Lecture Nine - Evolution Flashcards
What do evolutionary processes have an effect on?
The effect that a changing environment has on a population (or a species as a whole) depends heavily on evolutionary processes.
What causes evolution?
Random events:
Stochastic, unpredictable, changes in allele frequencies across generations due to chance factors.
Non-random events:
Some alleles will confer either an advantage or a disadvantage on a ‘phenotype’ or trait, relative to the other alleles in the population.
Advantageous alleles should increase in frequency in the population over generations. Disadvantageous alleles should decrease in frequency over generations.
What is directional selection?
Directional selection:
Two formes -
1) Purifying (negative) eliminates detrimental phenotypes (and alleles) from the population.
Involves individuals with the harmful allele dying before reproduction.
Decreases the frequency of this allele.
2) Positive (Darwinian) selection involves an increase in a particular alleles frequency over generations.

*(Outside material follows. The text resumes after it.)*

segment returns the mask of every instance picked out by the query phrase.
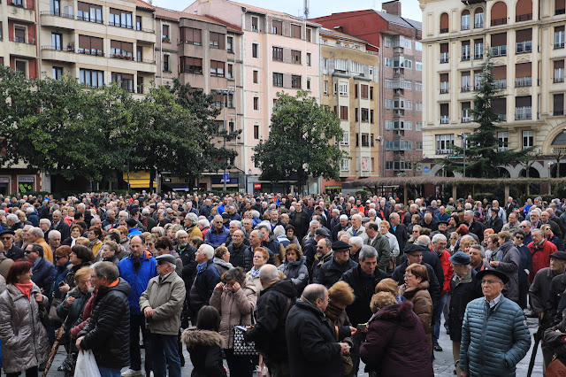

Beneficial alleles have a competitive advantage within the population - the confer phenotypes that are competitively superior - individuals with these phenotypes are more likely to reproduce the others in the population.
What is domestication?
A form of evolution under positive selection.
In nature, evolution occurs by ‘natural selection.’
When humans do the selecting, we call it ‘artificial selection.’
What is disruptive selection?
Directional selection, but favours alleles for phenotypes at BOTH ends of the continuum.
What is balancing selection?
Maintins genetic variation.
Main form is selection on the heterozygote.
Heterozygote advantage - when heterozygotes out perform homozygotes.